S&P also expects business interruption coverage to be a significant source of losses, “depending on how long the situation and ensuing recovery efforts will hinder the insureds’ ability to perform daily operations.”
No Credit Impact for Major Insurers
DBRS and S&P agree that the Alberta wildfire losses are not expected to have an impact on the credit profile of major insurers operating in Canada because most companies have purchased reinsurance. (Similar conclusions were issued last week by A.M. Best and Moody’s.)
“Most of the insurers exposed to this event are nationally diversified companies, some of which are part of large multinational groups,” said S&P in its report.
“We believe primary insurers generally have sufficient available reinsurance coverage, adequate capital adequacy and enough group-level support (for certain subsidiaries) to absorb the losses,” the S&P report continued.
However, S&P warned that insurers with a smaller premium base and concentrated exposure to Alberta “could face some strain and their ratings may come under pressure.”
“The reinsurance programs begin to share in the losses when the direct writer has losses exceeding a certain level, ranging from $10 million to $100s of millions, depending on the size of the direct insurer and its risk tolerance,” said DBRS.
Global reinsurers, which provide these catastrophic covers, “are generally well positioned to cope with such risks as they diversify their risk exposures from any one geographic event,” DBRS added.
Fort McMurray claims will be significant but not at the high end of larger events seen in the U.S. and Japan, which have surpassed C$10 billion ($7.7 billion) in insured losses, the ratings agency went on to say.

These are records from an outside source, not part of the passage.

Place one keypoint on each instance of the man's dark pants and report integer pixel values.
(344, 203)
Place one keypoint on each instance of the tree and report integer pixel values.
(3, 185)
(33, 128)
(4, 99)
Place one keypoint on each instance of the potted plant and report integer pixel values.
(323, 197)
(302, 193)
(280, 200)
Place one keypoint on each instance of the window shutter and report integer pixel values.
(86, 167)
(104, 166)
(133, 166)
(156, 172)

As a result, DBRS did not expect that this event would lead to reinsurance rate hardening.
Past Events Provide Benchmark
“Wildfire events are not a new phenomenon in Canada, but the situation with Fort McMurray is unusual as it threatens a major economic center for Canada’s energy sector,” noted DBRS.

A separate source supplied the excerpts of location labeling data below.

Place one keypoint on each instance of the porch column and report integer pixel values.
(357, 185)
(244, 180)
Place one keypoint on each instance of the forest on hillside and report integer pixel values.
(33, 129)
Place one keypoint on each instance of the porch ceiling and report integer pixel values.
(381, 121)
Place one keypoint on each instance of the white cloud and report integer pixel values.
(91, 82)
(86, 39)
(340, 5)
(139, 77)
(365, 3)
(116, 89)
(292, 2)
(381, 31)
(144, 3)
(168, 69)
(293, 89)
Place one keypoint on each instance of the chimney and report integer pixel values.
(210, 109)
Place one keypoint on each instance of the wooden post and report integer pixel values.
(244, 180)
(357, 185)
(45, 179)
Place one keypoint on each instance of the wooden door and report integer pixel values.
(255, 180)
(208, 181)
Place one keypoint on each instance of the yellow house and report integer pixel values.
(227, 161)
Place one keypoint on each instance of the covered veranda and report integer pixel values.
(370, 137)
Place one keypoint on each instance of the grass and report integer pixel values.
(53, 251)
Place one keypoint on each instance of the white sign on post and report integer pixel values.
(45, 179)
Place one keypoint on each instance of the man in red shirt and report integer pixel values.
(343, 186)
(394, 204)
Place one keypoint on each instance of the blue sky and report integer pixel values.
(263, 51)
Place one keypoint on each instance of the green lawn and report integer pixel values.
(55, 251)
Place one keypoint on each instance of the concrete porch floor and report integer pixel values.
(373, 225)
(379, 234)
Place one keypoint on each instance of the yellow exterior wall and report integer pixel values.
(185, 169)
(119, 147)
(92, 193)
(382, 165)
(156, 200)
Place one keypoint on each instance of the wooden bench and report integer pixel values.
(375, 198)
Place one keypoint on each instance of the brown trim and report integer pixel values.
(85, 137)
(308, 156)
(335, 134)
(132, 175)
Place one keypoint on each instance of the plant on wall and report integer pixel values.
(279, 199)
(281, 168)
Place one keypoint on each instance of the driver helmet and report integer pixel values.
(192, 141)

As a benchmark for the evaluation of the losses from the Fort McMurray wildfire, DBRS pointed to the Slave Lake wildfires, which burned in Alberta from May 11-14 in 2011 and destroyed one-third of that town.
The Slave Lake fire destroyed 374 homes and damaged 52 others, while surrounding communities also had fire threats and 59 additional homes were lost, said DBRS, noting that the resulting insured losses were close to $700 million, with another $400 million in uninsured losses.

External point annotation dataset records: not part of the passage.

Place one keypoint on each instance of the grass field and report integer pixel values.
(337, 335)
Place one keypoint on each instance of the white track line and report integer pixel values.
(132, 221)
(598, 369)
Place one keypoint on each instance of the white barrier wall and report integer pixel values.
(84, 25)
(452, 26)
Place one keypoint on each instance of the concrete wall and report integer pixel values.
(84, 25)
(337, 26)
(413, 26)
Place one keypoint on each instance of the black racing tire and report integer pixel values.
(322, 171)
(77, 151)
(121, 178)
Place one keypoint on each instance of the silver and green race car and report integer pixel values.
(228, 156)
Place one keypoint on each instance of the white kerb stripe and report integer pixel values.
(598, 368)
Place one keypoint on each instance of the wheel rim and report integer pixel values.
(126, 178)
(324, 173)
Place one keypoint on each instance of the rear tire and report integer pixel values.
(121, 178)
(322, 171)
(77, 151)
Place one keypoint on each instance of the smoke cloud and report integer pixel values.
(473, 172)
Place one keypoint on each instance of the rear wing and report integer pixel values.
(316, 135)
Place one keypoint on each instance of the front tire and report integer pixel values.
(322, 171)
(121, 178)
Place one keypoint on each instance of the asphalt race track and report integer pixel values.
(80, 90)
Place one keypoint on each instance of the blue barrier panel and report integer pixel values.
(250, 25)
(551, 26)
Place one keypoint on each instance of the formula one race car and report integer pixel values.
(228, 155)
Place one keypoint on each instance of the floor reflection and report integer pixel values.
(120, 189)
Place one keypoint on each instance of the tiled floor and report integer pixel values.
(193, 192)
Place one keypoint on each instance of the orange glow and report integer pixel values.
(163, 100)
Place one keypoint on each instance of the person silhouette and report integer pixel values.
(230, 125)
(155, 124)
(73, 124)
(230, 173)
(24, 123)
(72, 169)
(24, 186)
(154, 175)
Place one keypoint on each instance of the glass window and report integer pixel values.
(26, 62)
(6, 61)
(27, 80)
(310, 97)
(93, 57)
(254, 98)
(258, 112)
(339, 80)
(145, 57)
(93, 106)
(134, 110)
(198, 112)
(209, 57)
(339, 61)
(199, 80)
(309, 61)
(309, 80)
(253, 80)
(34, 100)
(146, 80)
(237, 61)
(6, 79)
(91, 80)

“The spread of damage in Fort McMurray, the size of the city, and the area affected compared with Slave Lake suggest the amount of insured losses will be a multiple of those from the Slave Lake fire,” said S&P.
Although the most expensive Canadian wildfire was the Slave Lake event, S&P said the most expensive natural disaster in Canada was previously the windstorm/thunderstorm that hit southern Alberta in June 2013, causing insured losses of around C$1.8 billion ($1.4 billion).